In practice that makes Bloom a foundation service. Atlas can accession and coordinate intake, Dewey can register and search artifacts, Ursa can provide adjacent service logic, Zebra Day can handle label printing, daycog can manage shared Cognito, and Dayhoff can deploy the stack, but Bloom remains the place where material primitives and lineage become first-class, queryable state.
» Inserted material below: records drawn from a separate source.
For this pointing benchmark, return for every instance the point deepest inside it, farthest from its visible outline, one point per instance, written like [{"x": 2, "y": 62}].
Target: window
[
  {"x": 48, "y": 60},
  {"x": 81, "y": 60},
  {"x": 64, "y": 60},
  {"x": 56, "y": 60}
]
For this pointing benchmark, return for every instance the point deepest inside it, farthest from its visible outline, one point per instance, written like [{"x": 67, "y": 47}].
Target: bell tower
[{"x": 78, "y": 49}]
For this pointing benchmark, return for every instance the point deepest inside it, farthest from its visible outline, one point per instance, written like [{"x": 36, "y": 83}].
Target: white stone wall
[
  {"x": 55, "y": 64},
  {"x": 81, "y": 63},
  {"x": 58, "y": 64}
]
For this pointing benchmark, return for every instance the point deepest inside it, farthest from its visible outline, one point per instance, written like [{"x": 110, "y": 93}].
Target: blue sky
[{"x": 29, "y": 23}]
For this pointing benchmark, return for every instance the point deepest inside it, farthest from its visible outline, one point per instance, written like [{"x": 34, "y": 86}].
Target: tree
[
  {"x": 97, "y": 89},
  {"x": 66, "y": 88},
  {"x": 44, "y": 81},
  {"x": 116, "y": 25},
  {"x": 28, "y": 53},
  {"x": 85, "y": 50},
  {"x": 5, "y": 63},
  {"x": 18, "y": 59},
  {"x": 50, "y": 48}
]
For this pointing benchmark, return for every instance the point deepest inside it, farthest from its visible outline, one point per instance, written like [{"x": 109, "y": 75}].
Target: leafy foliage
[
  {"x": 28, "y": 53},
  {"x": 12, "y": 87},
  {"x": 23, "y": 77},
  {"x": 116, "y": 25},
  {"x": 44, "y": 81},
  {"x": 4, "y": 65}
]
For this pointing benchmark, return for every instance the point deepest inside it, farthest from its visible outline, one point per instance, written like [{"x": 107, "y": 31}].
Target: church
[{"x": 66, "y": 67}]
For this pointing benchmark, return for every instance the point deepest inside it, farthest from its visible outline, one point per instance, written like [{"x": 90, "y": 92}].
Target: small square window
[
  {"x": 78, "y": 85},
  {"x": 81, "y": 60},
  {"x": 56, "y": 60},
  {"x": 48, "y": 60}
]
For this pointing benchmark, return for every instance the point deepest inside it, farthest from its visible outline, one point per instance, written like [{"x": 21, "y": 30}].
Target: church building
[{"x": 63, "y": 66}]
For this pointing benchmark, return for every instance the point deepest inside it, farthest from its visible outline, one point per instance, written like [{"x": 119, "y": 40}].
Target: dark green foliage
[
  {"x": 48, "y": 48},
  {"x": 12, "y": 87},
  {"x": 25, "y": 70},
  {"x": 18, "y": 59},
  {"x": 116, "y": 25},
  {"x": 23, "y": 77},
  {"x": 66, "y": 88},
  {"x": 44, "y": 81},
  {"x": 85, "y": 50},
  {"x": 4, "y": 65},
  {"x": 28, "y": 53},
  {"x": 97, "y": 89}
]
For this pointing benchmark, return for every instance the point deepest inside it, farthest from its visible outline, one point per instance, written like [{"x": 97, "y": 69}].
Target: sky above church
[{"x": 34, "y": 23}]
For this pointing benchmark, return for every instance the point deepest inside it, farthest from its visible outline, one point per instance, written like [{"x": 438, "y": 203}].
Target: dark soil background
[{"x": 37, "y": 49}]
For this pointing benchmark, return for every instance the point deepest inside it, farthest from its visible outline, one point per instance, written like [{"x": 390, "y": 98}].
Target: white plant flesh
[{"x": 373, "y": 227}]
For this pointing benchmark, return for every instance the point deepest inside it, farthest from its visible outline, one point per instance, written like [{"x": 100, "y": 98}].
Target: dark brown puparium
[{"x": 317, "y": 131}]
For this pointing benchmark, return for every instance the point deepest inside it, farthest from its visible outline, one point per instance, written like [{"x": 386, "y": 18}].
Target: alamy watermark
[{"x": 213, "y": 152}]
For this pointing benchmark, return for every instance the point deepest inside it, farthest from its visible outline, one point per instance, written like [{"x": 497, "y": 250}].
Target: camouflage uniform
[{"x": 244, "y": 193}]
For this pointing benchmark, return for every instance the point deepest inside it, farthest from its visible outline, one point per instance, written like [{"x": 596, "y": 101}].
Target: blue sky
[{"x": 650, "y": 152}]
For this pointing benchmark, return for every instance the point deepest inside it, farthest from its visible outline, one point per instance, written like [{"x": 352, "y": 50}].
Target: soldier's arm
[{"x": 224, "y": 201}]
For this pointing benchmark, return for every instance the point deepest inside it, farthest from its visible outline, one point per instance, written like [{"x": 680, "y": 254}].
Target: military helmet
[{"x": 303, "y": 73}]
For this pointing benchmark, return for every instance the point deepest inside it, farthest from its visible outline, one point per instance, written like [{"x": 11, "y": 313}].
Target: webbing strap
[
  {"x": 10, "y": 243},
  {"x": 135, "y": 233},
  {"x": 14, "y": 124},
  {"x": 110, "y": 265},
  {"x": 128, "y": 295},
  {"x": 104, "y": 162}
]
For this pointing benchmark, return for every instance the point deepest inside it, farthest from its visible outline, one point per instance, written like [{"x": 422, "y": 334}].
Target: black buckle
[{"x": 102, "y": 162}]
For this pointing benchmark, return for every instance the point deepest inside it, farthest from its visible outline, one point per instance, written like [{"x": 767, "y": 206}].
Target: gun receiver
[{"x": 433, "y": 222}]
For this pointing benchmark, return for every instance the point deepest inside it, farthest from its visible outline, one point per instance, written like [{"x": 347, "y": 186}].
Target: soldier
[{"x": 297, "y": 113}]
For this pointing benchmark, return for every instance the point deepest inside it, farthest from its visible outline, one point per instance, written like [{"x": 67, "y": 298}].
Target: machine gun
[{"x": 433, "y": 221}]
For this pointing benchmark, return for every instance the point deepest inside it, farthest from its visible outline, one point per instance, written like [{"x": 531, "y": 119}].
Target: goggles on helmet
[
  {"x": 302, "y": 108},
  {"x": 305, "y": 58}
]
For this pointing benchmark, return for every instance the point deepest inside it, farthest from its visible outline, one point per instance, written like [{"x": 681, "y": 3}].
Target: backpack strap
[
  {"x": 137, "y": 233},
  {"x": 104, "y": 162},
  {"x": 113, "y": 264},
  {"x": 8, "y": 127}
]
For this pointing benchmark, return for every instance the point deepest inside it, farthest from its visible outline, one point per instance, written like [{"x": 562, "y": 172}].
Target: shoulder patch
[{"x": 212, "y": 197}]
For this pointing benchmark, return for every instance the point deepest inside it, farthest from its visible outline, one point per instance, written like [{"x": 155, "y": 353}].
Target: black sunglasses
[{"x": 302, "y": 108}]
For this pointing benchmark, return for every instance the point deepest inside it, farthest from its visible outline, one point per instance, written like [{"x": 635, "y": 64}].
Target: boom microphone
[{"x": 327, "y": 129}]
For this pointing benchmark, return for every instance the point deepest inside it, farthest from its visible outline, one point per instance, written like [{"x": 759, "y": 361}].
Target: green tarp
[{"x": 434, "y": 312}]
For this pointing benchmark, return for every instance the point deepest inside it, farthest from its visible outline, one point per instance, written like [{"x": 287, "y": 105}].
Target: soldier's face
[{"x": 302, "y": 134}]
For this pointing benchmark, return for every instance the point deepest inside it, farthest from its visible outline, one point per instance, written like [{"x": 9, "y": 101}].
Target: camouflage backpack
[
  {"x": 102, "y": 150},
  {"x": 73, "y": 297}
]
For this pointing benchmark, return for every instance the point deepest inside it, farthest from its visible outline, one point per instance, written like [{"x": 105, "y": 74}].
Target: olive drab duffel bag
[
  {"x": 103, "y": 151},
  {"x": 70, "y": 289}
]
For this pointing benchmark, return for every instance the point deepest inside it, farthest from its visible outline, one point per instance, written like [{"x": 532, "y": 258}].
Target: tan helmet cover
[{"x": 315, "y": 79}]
Bloom's Cognito integration now follows the daylily-auth-cognito 2.0 split: browser sessions live in browser.session, Hosted UI helpers live in browser.oauth and browser.google, bearer verification lives in runtime.verifier and runtime.m2m, and Cognito lifecycle stays in daycog via admin.*. Service runtime code should not import daylily_auth_cognito.cli.
flowchart LR
classDef control fill:#efe8d8,stroke:#7c5a00,color:#1a1a1a,stroke-width:1.5px;
classDef service fill:#e4f1ee,stroke:#0f6b5b,color:#10221d,stroke-width:1.5px;
classDef core fill:#f8ddd2,stroke:#aa4d24,color:#25130d,stroke-width:2px;
classDef data fill:#e7ebfb,stroke:#3758b5,color:#111a35,stroke-width:1.5px;
subgraph Control["Control Plane And Shared Runtime"]
Dayhoff["Dayhoff<br/>deploys and locates services"]
daycog["daycog / daylily-auth-cognito<br/>shared Cognito lifecycle"]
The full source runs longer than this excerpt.